The festival, organised by the lesbian, gay, bisexual and transgender (LGBT) non-governmental organization, Udruženje Q, opened in the Academy of Fine Arts in the centre Sarajevo, the capital of Bosnia and Herzegovina. The attacks forced the organizers to make the rest of the festival a private event.
Amnesty International called on the authorities to promptly and thoroughly investigate the attacks and bring those responsible to justice. The organization also called on the authorities to provide adequate security for the participants of the festival.
"The call of gay rights activists for equality before the law and an end to discrimination was met with intolerance and violence," said Nicola Duckworth, Europe and Central Asia Programme Director at Amnesty International.
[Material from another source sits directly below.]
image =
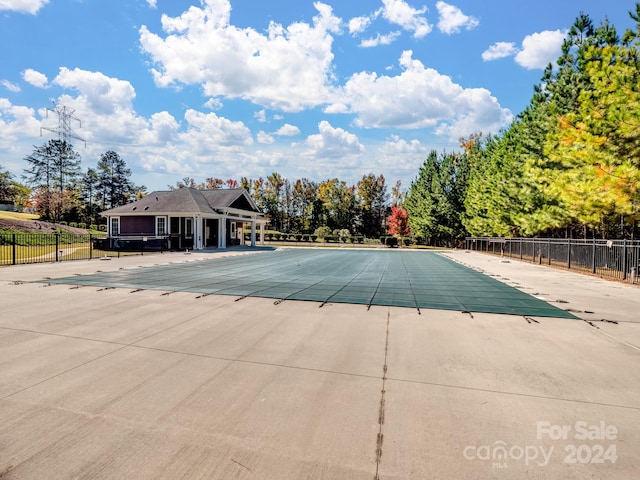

The organizers of the festival and their sympathisers, including journalists, have and continue to receive death threats. Homophobic posters are widely distributed and put in prominent places. Some media outlets have used homophobic language and misrepresented the aims of the festival.
In a letter to the Prime Minister of Bosnia and Herzegovina Nikola Špirić earlier this month, Amnesty International expressed concern at the atmosphere of increasing intimidation against lesbian, gay, bisexual and transgender people in the country and called on him to ensure that their rights are protected.
To date, Amnesty International has not received an answer. The apparent lack of adequate measures by the authorities to guarantee an atmosphere free of intimidation and violence for the festival shows that the organization's recommendations have not been heeded.